Under the newly issued regulations, only commercial banks with overdue debts of less than 3 percent can set up remittance companies. In addition to obeying legal regulations, especially in the monetary field, the banks must also have a healthy financial status, with profits being registered in the previous two years. They are also required to be allowed to trade in foreign currencies by the central bank, besides having an effective internal governance and supervision system.
Banks must have feasible projects for setting up remittance companies, with focus on human resources and business performance plans in the first three years.
If they get approval for setting up remittance companies, banks are required to strictly control their remittance companies to make the subsidiaries operate safely and effectively.
According to a recent World Bank report entitled "Migration and remittances fact book 2016," Vietnam received nearly 12.3 billion USD in remittances in 2015. The nation is the 11th largest recipient of remittances worldwide, and ranks third in the Asia-Pacific region after China and the Philippines, according to the report.

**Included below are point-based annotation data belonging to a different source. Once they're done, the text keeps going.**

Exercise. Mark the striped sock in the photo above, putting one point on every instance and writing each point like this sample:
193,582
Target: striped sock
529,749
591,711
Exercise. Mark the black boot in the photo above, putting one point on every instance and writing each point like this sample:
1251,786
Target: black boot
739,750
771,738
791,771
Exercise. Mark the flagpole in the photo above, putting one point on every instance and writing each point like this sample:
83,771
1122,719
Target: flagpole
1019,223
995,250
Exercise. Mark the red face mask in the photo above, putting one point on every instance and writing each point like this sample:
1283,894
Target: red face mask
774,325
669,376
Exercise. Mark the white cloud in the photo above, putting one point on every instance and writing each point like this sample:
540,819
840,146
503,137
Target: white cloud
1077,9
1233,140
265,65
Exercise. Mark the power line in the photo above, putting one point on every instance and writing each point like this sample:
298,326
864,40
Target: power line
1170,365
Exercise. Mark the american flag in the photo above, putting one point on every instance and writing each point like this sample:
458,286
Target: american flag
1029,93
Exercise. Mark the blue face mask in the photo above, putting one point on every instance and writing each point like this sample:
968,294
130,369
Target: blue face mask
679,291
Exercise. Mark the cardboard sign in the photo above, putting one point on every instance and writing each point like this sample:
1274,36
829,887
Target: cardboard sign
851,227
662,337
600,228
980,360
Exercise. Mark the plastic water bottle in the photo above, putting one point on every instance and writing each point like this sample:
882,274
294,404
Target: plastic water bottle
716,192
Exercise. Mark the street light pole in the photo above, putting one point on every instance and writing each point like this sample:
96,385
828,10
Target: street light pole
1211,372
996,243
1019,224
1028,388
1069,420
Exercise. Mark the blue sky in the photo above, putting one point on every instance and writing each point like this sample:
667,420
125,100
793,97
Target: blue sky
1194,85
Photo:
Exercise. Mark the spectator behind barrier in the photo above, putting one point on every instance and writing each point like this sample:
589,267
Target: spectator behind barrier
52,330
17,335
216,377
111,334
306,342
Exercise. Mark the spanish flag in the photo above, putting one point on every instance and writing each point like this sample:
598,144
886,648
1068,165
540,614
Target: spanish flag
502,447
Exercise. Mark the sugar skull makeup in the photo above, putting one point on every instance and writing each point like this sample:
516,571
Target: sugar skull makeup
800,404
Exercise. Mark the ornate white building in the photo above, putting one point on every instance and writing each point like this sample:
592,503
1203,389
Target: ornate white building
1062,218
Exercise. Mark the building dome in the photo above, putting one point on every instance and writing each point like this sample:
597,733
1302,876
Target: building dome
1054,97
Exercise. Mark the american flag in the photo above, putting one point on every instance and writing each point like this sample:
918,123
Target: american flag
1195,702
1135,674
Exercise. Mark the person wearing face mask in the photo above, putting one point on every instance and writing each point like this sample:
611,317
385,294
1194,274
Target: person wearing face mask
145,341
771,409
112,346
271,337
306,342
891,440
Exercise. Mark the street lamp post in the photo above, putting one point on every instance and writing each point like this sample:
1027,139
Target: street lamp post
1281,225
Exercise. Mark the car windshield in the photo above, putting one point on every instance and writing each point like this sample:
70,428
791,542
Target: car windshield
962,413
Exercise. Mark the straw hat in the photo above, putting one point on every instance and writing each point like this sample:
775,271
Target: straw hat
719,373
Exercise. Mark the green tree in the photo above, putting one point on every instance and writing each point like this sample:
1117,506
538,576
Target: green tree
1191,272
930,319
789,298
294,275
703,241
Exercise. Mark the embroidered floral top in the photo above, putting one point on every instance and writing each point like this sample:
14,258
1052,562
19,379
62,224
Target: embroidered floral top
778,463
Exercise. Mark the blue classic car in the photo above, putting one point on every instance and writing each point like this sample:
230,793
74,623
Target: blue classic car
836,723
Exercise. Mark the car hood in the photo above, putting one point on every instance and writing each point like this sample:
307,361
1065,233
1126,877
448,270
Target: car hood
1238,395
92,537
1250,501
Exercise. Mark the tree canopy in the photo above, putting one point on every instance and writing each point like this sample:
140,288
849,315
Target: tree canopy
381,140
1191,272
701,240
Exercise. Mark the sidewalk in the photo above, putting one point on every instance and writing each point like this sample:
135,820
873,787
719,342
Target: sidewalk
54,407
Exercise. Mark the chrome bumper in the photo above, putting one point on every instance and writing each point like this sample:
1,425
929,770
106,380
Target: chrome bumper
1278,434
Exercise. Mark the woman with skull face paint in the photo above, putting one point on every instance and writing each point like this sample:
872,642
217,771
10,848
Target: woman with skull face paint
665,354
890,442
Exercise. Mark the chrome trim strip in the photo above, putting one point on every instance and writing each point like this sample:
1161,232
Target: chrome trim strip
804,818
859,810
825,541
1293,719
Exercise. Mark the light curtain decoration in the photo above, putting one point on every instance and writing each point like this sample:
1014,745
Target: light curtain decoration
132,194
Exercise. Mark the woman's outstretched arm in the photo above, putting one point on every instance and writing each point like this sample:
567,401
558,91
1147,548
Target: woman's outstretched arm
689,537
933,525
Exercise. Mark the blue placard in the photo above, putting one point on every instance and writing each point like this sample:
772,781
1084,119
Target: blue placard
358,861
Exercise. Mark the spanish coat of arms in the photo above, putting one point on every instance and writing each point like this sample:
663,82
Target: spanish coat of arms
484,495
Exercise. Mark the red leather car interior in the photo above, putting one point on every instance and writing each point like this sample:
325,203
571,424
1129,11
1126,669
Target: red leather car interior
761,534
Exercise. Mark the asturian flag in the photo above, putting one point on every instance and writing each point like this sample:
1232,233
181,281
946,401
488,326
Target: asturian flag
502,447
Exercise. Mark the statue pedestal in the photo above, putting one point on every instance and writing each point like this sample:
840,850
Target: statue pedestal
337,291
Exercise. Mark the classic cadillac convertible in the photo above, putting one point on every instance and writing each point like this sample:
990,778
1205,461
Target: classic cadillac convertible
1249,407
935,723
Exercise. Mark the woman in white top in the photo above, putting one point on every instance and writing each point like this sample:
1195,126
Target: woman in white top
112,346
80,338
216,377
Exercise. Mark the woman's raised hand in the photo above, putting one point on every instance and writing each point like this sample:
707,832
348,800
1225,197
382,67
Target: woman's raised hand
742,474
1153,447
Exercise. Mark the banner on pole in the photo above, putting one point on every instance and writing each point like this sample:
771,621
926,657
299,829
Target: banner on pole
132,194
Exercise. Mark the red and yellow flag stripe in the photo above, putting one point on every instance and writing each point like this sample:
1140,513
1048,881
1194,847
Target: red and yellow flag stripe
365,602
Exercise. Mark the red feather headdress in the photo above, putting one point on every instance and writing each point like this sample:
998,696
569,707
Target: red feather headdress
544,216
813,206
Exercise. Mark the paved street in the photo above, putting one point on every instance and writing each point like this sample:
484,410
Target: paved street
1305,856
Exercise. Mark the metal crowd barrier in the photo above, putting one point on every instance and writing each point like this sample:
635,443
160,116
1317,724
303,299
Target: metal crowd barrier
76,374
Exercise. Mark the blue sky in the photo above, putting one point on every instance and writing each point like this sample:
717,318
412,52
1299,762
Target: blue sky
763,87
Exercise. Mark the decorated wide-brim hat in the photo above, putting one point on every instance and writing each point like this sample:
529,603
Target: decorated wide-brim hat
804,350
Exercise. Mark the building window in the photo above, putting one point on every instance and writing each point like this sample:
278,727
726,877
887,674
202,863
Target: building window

About 7 billion USD of Vietnam's remittances last year came from the United States, with the nation ranking ninth among those receiving dollar remittances from the North American nation.
Remittances continue to underpin economic growth by supporting private consumption and housing markets in Vietnam.
Statistics from the State Committee for Overseas Vietnamese Affairs under the Ministry of Foreign Affairs showed that nearly five million Vietnamese are residing in 103 countries and territories around the world. Remittances to Vietnam amounted to 9 billion USD in 2011, 10 billion USD in 2012, 11 billion USD in 2013 and 12 billion USD in 2014.
Between 1993 and 2014, Vietnam received total remittances of about 96.7 billion USD, accounting for 6.8 percent of the country's gross domestic product (GDP) over the period. Remittances to Vietnam have increased by about 22.4 percent annually in the past two decades, with 1997 and 2009 being the exceptions when global economy faced a financial crisis./.